En marge des Assemblées de la BAD, le ministre Doudou Fwamba a dévoilé l’offensive financière de Kinshasa contre Ebola. Avec **20 millions USD** déjà mobilisés en fonds propres, la RDC rompt avec la tutelle de 2018 pour imposer une riposte souveraine, malgré le poids étouffant de la guerre à l’Est.
La mutation du modèle de financement sanitaire
L’intervention du ministre des Finances, Doudou Fwamba Likunde Li-Botayi, marque une rupture historique dans la gestion des crises épidémiologiques en République Démocratique du Congo.
Le pays affirme désormais une appropriation financière inédite avec un premier décaissement de 20 millions USD. Kinshasa n’est plus dans l’attente passive de l’aide internationale, mais s’inscrit dans une stratégie d’anticipation budgétaire proactive.
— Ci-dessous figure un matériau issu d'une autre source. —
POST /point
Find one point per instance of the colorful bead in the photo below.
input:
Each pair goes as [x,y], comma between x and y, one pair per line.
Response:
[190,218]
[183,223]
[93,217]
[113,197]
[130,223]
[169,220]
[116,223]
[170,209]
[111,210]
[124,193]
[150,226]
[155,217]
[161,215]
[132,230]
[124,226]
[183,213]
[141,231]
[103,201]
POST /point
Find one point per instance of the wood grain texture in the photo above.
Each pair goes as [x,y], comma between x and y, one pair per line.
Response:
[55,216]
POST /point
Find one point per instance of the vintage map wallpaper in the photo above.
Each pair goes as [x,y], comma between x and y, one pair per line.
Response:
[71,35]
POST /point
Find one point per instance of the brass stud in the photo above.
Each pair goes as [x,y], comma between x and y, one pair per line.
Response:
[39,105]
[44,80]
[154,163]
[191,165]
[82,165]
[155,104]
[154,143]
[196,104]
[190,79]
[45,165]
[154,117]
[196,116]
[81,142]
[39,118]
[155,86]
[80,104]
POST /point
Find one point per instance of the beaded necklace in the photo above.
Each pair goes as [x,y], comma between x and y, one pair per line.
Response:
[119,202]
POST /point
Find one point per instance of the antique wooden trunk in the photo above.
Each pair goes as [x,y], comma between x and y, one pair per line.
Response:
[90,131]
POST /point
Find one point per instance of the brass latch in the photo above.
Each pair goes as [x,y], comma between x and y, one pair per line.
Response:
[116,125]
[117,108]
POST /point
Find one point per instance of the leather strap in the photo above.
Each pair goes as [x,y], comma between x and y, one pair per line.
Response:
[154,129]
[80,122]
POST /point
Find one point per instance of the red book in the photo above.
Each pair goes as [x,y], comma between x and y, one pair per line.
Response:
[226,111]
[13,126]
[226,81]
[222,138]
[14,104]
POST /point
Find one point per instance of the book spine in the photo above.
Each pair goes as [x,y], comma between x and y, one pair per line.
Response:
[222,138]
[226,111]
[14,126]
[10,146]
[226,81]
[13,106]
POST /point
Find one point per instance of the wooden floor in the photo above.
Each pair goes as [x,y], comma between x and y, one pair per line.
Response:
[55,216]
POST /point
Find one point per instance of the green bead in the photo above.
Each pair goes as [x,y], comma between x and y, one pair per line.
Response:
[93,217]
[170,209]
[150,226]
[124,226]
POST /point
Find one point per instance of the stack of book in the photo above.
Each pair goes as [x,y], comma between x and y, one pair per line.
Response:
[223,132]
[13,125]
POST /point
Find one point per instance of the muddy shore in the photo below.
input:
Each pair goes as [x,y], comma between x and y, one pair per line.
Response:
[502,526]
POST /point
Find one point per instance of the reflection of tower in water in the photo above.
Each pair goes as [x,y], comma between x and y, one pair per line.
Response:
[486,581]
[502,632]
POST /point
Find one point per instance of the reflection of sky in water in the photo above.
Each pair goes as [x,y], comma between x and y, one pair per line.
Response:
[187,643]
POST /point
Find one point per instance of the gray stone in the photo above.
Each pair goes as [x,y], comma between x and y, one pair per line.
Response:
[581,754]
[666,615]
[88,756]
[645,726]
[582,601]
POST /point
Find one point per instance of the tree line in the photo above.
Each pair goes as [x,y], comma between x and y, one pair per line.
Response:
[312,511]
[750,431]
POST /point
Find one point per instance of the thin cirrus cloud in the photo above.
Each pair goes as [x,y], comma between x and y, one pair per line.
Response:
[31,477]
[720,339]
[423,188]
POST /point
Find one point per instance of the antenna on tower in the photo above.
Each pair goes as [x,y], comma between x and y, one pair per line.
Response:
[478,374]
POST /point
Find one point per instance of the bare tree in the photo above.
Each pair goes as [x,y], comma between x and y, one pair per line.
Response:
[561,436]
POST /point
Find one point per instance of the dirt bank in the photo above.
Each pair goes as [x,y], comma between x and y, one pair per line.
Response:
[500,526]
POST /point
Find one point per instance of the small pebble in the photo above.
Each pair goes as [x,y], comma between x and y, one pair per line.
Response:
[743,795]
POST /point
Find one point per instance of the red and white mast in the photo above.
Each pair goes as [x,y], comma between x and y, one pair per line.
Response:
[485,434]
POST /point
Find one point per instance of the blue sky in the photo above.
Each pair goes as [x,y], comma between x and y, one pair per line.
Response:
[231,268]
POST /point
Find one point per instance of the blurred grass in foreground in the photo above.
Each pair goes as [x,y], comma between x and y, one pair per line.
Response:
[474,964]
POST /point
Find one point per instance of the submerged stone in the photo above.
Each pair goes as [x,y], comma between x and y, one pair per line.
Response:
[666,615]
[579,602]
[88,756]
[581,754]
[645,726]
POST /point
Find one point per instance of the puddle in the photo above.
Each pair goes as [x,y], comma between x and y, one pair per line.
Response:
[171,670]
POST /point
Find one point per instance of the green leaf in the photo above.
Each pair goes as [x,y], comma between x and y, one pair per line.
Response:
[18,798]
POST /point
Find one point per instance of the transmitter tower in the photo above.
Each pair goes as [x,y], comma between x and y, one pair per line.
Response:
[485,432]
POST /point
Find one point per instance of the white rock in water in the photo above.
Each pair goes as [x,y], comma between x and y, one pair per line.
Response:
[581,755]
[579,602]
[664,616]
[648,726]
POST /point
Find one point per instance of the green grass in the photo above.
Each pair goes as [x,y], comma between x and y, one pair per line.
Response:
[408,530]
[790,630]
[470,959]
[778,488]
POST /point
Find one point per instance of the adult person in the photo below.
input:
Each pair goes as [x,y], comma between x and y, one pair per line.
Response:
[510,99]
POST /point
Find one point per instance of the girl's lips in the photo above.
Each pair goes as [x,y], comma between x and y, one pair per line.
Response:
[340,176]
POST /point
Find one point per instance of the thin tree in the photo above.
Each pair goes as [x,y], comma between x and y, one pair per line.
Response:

Toutefois, si ce montant démontre un leadership national certain, il demeure encore en deçà des besoins globaux et des annonces massives des partenaires internationaux. Cet écart s’explique par l’absorption massive des ressources publiques par l’effort de guerre à l’Est, ce qui limite mécaniquement la capacité de l’État à couvrir seul l’intégralité des coûts logistiques monumentaux.
Le contraste avec l’année 2018 est frappant, car à l’époque, la riposte sanitaire était placée sous une forme de dépendance extérieure quasi totale. En 2026, l’exécutif congolais utilise ses fonds propres comme un levier de crédibilité pour attirer et orienter l’appui renforcé de la BAD et de la Banque mondiale.
Cette mobilisation souveraine vise avant tout à protéger les équilibres financiers acquis depuis 2024. En investissant massivement et rapidement, Kinshasa veut éviter qu’une crise sanitaire majeure ne vienne déstabiliser la croissance économique et la monnaie nationale. La RDC de 2026 traite désormais le virus Ebola comme un risque financier stratégique qu’elle combat avec ses propres armes budgétaires, même sous le feu des conflits.